Hedge Fund News: Stanley Druckenmiller, Barry Rosenstein, Elliott Management

Druckenmiller Bets on Unexpected With China Boom, Oil Rise (Bloomberg)
Stan Druckenmiller is betting on the unexpected. The billionaire investor, who has one of the best long-term track records in money management, is anticipating three market surprises: an improving economy in China and rising oil prices. He also doesn’t expect the Federal Reserve to raise interest rates in 2015, a move most investors are forecasting will happen in September after six years of keeping them near zero. “My fear is that we won’t see anything for a year and a half,” Druckenmiller, speaking of an interest rate increase, said in a Bloomberg Television interview. “I have no confidence whatsoever that we’ll see a rate hike in September or December.”

DUQUESNE CAPITAL

This Chipmaker Looks Like A ‘Buy’: Analyst (CNBC)
“We think there is more chip growth to be had even with recent market share losses and concerns,” Morningstar Senior Analyst Brian Colello told CNBC on Wednesday. With Qualcomm share prices down 6 percent this year, Jana Partners‘ founder told CNBC on Monday that the tech company needs to review the units to decide whether they should be spun off. “What we think they ought to do is just a transparent review of the client businesses, and determine whether or not it makes sense to do either a partial or full split. So we are not definitely saying that they should split it up,” hedge fund Barry Rosenstein said.

Elliott Raises DMG Mori Seiki Stake Above 10 pct (Reuters)
U.S. activist hedge fund Elliott Management has raised its stake in DMG Mori Seiki to 10.1 percent, the German machine-tool maker said in a statement on Wednesday. DMG Mori Seiki’s smaller, Japanese partner, DMG Mori Seiki Co. Ltd, owns 50.8 percent of the German company following a tender offer that ended last month. Elliott’s share was previously just over 5 percent. It began building up its stake after Japan’s DMG launched the offer. Elliott declined to comment. The German and the Japanese companies have said they hope the merger will cement the German company’s position as global market leader in machine-tool manufacturing.

BlueMountain Hires Goldman Sachs’s Nick Pappas as CEO in Europe (Bloomberg)
BlueMountain Capital Management, which manages more than $20 billion, named Nicholas Pappas chief executive officer of its European operations.

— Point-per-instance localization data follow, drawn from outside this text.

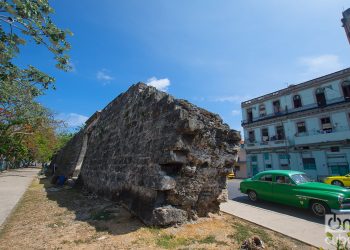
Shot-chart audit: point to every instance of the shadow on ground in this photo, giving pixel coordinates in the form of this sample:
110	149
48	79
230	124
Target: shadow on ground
104	215
283	209
236	195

Pappas joins from Goldman Sachs Group Inc., where he headed leveraged-finance trading and research in Europe, the Middle East and Africa, according to a statement distributed on PR Newswire. Pappas will take over the role from David Rubenstein, who will return to the firm’s New York office as a managing partner and general counsel, the statement said.

Clinton: Unfair That Fund Managers Pay Lower Tax Rate Than Truckers (CNBC)
Democrat Hillary Clinton blasted executive pay and tax rates for hedge-fund managers on Tuesday, using the first stop of her low-key campaign rollout in Iowa to highlight her promise to help Americans struggling toward economic recovery. “There is something wrong when hedge fund managers pay lower tax rates than nurses or the truckers that I saw on I-80 as I was driving here over the last two days,” Clinton said, perched on a stiff metal chair in the automotive shop of a community college.

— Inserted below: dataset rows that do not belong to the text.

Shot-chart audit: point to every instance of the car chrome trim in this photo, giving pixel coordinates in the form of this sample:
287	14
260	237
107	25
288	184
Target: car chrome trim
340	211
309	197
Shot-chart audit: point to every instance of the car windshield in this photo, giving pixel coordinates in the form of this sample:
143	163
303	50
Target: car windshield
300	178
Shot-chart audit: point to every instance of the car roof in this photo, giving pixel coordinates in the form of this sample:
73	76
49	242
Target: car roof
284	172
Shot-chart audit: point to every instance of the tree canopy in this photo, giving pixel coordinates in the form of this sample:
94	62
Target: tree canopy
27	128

Indonesian Group Takes on Nat Rothschild With Proposed Bid For ARMS (CNBC)
A potential bid by Indonesia’s Sinarmas Group and hedge fund Argyle Street Management for London-listed Asia Resource Minerals Plc (ARMS) risks scuppering a long-awaited restructuring backed by ARMS co-founder Nathaniel Rothschild. Shares in coal miner ARMS, formerly known as Bumi, jumped more than 90 percent to as high as 29 pence on Wednesday after Asia Coal Ventures, a vehicle controlled by Argyle and funded by tycoon Era Tjipta Widjaja’s Sinarmas Group, said on Tuesday it was considering a 210 million pound ($310 million) cash offer.

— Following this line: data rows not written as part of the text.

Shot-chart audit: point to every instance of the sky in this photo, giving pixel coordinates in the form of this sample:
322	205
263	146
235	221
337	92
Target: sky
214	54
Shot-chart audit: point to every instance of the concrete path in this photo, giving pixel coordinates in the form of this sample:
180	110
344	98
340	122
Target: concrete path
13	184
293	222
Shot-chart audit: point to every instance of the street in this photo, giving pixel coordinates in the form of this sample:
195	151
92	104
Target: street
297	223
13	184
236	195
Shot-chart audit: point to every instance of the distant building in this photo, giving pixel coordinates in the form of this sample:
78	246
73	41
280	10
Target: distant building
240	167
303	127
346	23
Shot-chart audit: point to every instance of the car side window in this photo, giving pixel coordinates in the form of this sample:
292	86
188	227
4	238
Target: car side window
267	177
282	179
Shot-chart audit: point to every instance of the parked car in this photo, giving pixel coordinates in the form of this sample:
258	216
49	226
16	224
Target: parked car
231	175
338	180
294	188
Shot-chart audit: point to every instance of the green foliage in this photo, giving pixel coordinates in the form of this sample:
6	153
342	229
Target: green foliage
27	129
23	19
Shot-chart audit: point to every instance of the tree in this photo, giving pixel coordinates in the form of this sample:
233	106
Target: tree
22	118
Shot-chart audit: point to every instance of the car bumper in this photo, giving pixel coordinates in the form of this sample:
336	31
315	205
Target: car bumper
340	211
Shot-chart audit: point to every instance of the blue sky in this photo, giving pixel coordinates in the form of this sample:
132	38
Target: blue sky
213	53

Activist Shareholder Assails UBS Over Investment Bank (Bloomberg)
UBS Group AG is again under fire from Knight Vinke Asset Management LLC, a shareholder who asserts the bank would be better off without its trading operations. Eric Knight, the founder and chief executive officer of the activist fund manager, wrote to Swiss bank in March, questioning whether it is leveling with shareholders about the profitability of its investment bank.